Wednesday, January 04, 2012

Books not to be read on an e-reader...

If you don't have an e-reader, or have one and are now wondering why you'd ever buy another physical book, I'm here to share some titles that are best read book in hand, not in Kindle or Nook or iPad.

Hot Guys and Baby Animals by Audrey Khuner and Carolyn Newman
This is a small book that is all photographs of - you guessed it - hot guys with baby animals. Every page is "awww" inspiring and is best viewed on the beautiful, high quality paper contained in this book. Nook Color or Kindle Fire perhaps, but I still prefer pictures on paper.

My Last Supper: The Next Course: 50 More Great Chefs and Their Final Meals: Portraits, Interviews, and Recipes by Melanie Dunea

This is a coffee table book and a really good conversation starter. Lots of famous chefs, some not so famous, and at least one who is not even a chef but rather a celebrity cook named Rachael Ray (and she is the first to admit that she is not a chef so please don't send me hate mail!) They all get a page for a great and often unique photograph, and another to talk about what they'd like for their last meal, where they want to have it, who they'd want to share it with and most interesting to me, who they'd like to prepare it. My non-scientific guess after perusing this book is that at least 85% of these chefs want to cook their own last meal. I think Bobby Flay put it best: "The one thing about my last supper is, I'm cooking it. I like cooking even more than I like eating." The layout makes it a really great book to just pick up and open to any page. This is actually a sequel to the 2007 My Last Supper: 50 Great Chefs and Their Final Meals / Portraits, Interviews, and Recipes by Melanie Dunea.

The Thorn and the Blossom: A Two-Sided Love Story by Theodora Goss

One enchanting romance. Two lovers keeping secrets. And a uniquely crafted book that binds their stories forever.

When Evelyn Morgan walked into the village bookstore, she didn’t know she would meet the love of her life. When Brendan Thorne handed her a medieval romance, he didn’t know it would change the course of his future. It was almost as if they were the cursed lovers in the old book itself . . .

The Thorn and the Blossom is a remarkable literary artifact: You can open the book in either direction to decide whether you’ll first read Brendan’s, or Evelyn’s account of the mysterious love affair. Choose a side, read it like a regular novel—and when you get to the end, you’ll find yourself at a whole new beginning.
See this short video to see how the book works.

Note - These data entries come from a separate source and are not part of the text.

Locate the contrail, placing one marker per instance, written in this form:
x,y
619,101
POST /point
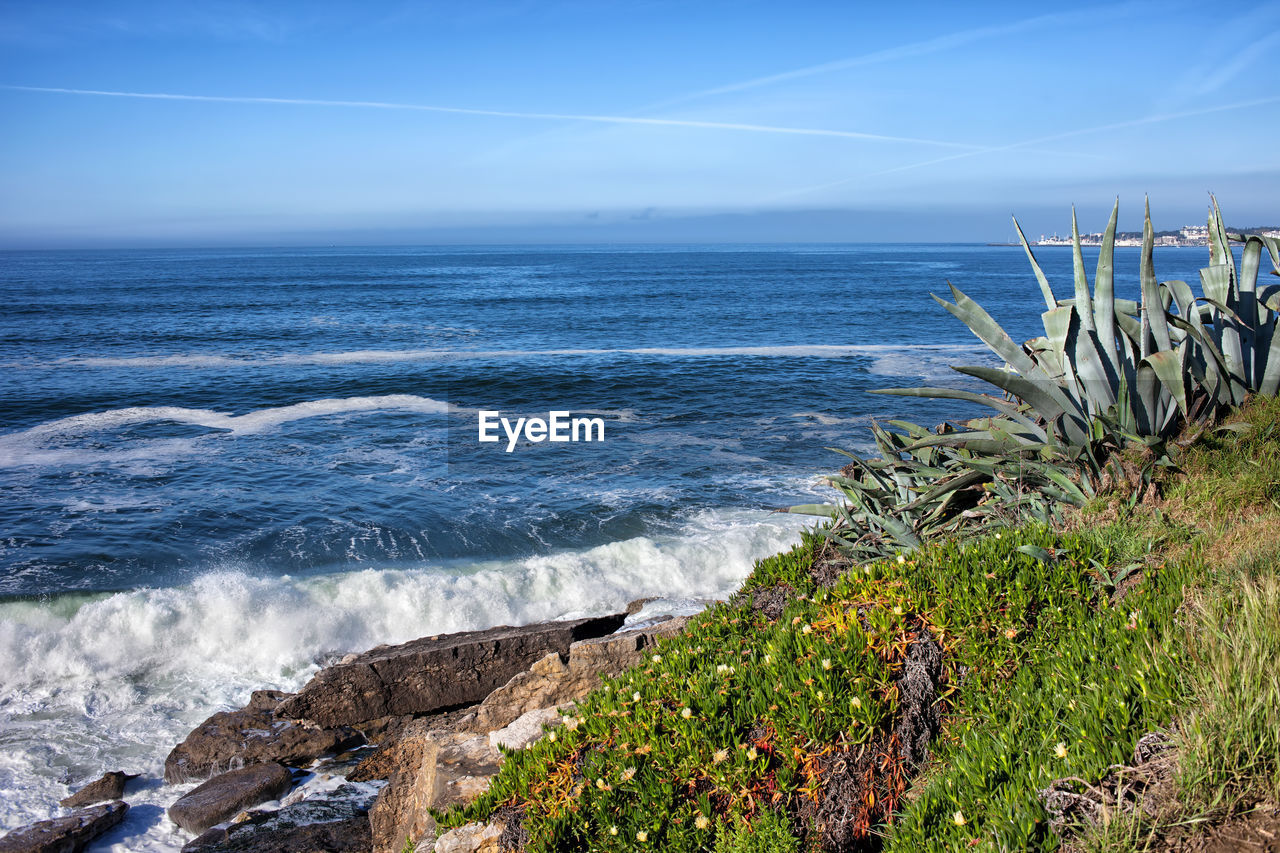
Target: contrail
x,y
909,50
1148,119
460,110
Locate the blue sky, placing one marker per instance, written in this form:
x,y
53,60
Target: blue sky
x,y
506,121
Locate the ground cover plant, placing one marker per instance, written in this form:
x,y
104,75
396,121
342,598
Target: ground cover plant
x,y
995,609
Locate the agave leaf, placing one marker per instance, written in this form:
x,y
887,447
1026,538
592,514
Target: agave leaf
x,y
1040,274
1104,293
1170,368
988,331
954,484
1002,406
1082,282
1152,302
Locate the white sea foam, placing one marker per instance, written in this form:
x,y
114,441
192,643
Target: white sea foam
x,y
382,356
112,682
45,443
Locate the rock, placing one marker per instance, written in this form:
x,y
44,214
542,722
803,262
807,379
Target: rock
x,y
438,769
528,729
433,673
350,835
109,787
553,680
471,838
68,834
251,735
224,796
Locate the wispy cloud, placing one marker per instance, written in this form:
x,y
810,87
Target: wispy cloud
x,y
460,110
915,49
1025,144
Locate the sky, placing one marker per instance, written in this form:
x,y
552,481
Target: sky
x,y
224,122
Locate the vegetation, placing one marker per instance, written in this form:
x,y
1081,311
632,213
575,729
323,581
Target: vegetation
x,y
917,673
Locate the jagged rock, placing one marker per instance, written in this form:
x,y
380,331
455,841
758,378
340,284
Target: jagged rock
x,y
68,834
224,796
255,734
554,680
433,673
110,785
350,835
528,729
438,769
471,838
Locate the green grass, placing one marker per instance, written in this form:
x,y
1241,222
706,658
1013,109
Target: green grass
x,y
1230,753
723,739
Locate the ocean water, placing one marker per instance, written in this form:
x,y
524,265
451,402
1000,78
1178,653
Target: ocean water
x,y
219,469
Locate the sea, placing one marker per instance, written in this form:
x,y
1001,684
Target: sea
x,y
220,469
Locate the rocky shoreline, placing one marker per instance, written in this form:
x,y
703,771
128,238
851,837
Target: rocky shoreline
x,y
393,731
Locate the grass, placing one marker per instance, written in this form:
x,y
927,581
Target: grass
x,y
1060,648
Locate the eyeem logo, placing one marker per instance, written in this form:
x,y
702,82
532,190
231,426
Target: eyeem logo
x,y
558,427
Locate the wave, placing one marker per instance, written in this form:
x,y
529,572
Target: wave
x,y
112,682
384,356
32,446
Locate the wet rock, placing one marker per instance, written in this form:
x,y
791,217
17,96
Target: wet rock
x,y
554,680
434,673
68,834
255,734
338,836
438,769
224,796
110,785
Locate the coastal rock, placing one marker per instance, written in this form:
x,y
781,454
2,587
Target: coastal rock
x,y
68,834
471,838
224,796
433,673
438,769
554,680
255,734
110,785
528,729
350,835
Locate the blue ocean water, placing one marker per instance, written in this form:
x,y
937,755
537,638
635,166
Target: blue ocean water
x,y
218,466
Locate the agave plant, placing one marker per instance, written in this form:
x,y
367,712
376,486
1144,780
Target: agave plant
x,y
1107,366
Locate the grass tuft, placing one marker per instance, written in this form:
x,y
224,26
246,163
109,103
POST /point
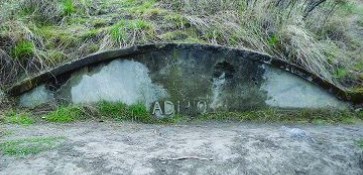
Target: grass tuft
x,y
68,7
23,49
14,117
65,114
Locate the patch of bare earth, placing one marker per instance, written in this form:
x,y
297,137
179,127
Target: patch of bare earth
x,y
208,148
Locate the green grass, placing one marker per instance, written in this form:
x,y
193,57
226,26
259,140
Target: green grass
x,y
120,111
20,118
360,143
23,49
318,116
137,113
29,146
68,7
65,114
124,30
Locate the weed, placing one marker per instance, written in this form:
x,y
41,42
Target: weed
x,y
115,110
65,114
23,49
68,7
29,146
14,117
322,116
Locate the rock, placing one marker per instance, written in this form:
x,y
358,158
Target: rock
x,y
295,133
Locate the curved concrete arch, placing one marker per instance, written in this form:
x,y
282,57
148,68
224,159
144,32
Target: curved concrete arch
x,y
62,73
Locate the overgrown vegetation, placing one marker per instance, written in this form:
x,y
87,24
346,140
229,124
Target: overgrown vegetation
x,y
323,36
29,146
64,114
321,116
15,117
116,111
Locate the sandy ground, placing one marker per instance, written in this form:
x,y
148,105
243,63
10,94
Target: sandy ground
x,y
208,148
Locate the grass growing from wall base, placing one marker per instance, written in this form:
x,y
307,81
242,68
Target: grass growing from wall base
x,y
16,117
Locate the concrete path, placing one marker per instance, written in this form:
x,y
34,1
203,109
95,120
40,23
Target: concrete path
x,y
208,148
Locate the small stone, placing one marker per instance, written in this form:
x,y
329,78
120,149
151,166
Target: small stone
x,y
295,133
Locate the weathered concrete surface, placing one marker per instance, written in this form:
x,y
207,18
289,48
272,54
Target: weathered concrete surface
x,y
209,148
185,79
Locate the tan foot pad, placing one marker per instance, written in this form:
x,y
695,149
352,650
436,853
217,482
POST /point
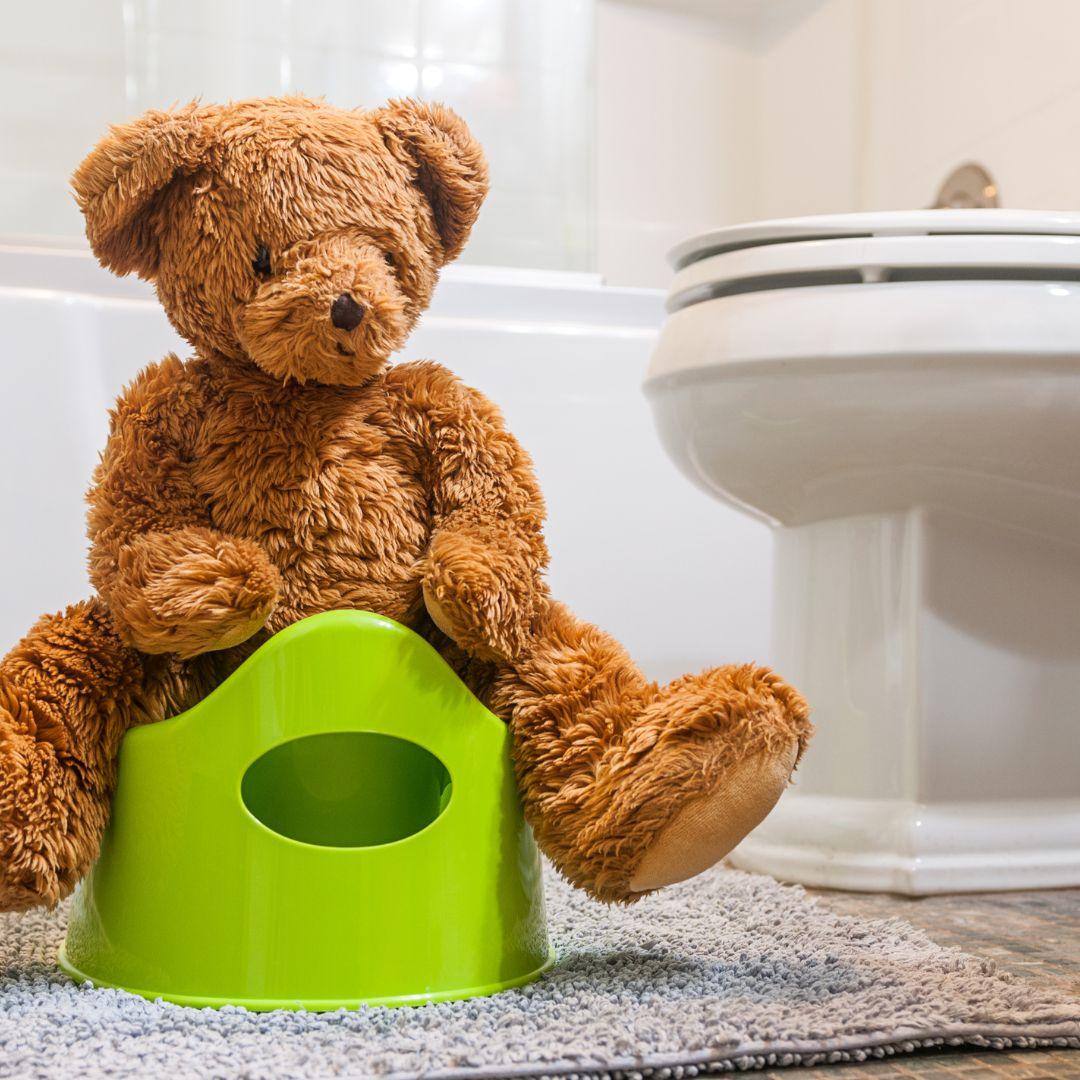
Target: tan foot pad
x,y
706,828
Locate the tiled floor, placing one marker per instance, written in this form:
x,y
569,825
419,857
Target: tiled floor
x,y
1035,934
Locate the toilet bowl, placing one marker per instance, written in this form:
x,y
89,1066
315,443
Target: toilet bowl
x,y
899,395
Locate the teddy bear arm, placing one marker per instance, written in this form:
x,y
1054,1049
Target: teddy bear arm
x,y
171,581
483,578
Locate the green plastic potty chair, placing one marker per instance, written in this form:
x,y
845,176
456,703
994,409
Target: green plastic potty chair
x,y
336,824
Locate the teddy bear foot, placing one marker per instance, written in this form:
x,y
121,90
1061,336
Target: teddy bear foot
x,y
711,825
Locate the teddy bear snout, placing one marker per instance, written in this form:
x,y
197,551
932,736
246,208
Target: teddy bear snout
x,y
346,313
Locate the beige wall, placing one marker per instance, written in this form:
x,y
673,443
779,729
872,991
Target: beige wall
x,y
790,107
673,131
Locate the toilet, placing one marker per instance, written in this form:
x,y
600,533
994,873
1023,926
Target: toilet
x,y
898,395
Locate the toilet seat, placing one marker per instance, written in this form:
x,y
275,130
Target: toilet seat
x,y
899,396
920,285
919,223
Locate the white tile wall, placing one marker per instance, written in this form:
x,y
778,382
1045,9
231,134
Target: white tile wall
x,y
521,72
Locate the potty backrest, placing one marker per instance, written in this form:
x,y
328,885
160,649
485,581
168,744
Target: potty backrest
x,y
336,823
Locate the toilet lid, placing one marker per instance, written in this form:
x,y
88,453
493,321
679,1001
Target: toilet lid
x,y
892,246
901,223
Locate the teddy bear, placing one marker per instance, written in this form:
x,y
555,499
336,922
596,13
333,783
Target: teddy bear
x,y
287,469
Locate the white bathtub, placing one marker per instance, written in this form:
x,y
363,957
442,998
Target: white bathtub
x,y
682,580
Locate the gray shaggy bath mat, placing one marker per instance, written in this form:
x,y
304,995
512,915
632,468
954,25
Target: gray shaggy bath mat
x,y
730,971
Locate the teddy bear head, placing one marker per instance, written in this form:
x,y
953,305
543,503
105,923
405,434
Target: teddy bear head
x,y
305,238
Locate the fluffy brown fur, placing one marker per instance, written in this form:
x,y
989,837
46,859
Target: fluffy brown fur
x,y
285,470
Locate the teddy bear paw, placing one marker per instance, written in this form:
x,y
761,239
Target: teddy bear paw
x,y
709,826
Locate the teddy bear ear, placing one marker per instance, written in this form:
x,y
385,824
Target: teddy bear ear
x,y
448,164
118,184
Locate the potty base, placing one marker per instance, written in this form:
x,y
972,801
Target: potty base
x,y
336,825
264,1004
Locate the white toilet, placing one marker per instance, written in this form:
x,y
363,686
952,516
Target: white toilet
x,y
899,394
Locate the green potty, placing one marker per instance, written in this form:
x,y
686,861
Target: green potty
x,y
336,824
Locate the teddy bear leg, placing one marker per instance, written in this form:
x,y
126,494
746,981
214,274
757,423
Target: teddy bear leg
x,y
630,786
68,692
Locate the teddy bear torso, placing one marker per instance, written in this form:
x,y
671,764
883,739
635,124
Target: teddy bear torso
x,y
325,481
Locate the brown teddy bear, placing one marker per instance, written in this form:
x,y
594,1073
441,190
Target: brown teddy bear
x,y
285,470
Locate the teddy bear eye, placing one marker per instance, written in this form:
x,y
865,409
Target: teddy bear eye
x,y
261,261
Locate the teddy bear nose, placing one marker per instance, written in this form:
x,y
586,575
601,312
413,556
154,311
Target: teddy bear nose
x,y
346,313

The Scrapbook of Frankie Pratt: A Novel in Pictures by Caroline Preston

When Frankie Pratt graduates from high school, she gets her father's old Corona typewriter and starts keeping this scrapbook, a charming, epistolary novel about a young woman coming of age in the 1920's. Using vintage memorabilia including postcards, magazine ads, candy wrappers, menus and such, we follow Frankie from Vassar to Paris and back home again. It's a fast read since there isn't a whole lot of text, but nonetheless this is a rich, multilayered story that illuminates a brief period of American history from a distinctly feminine point of view. The memorabilia is just fascinating and really propels the story.